Stockholm Uluslararası Barış Araştırmaları Enstitüsü (SIPRI) yıllardır azalma trendinde olan nükleer silahlanmanın yeniden artacağı tahmininde bulundu.
SIPRI bugün açıkladığı yıllık raporunda dünyadaki nükleer başlık sayısını 12 bin 705 olarak ifade etti. Rusya ve ABD dünyadaki nükleer başlıkların yüzde 90'ına sahip. Rusya'daki başlık sayısının 5 bin 997, ABD'de ise 5 bin 428 olduğu tahmin ediliyor. Her ne kadar her iki ülkede de Ocak 2021'den Ocak 2022'ye kadar geçen süre içinde nükleer başlık sayısı gerilemiş olsa da bu durumun orduların yıllardır ıskartaya çıkarttığı nükleer başlıkların demonte edilmesinden kaynaklandığı belirtildi. Kullanılabilir durumda olan başlıkların sayısının ise görece sabit kaldığı ifade edildi.
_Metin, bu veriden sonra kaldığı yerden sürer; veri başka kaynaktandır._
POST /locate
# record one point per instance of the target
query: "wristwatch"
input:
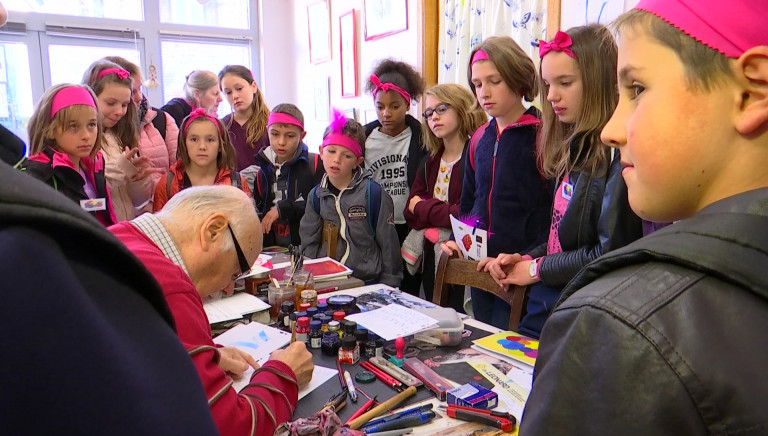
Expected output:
(533, 269)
Enstitü nükleer başlık sayılarının gelecek on yıl içinde yeniden artacağı tahmininde bulundu.
SIPRI uzmanlarından Hans M. Kristensen "Soğuk Savaş'ın sonundan beri nükleer silahların azalmasında sona gelindiği yönünde açık bir işaret var" dedi. Diğer bir SIPRI uzmanı olanı Matt Korda da nükleer silahlara sahip 9 ülkede hemen ve somut silahsızlanma adımları atılmaması halinde dünyadaki nükleer silahların sayısının Soğuk Savaş'tan beri ilk kez yeniden artabileceğini söyledi.
SIPRI raporuna göre hem ABD hem de Rusya nükleer başlık, taşıyıcı sistemler ve üretim tesislerinin modernizasyonu için kapsamlı ve masraflı programlar yürütüyor. Aynı durum nükleer silahları olan İngiltere, Fransa, Çin, Hindistan, Pakistan, İsrail ve Kuzey Kore için de geçerli.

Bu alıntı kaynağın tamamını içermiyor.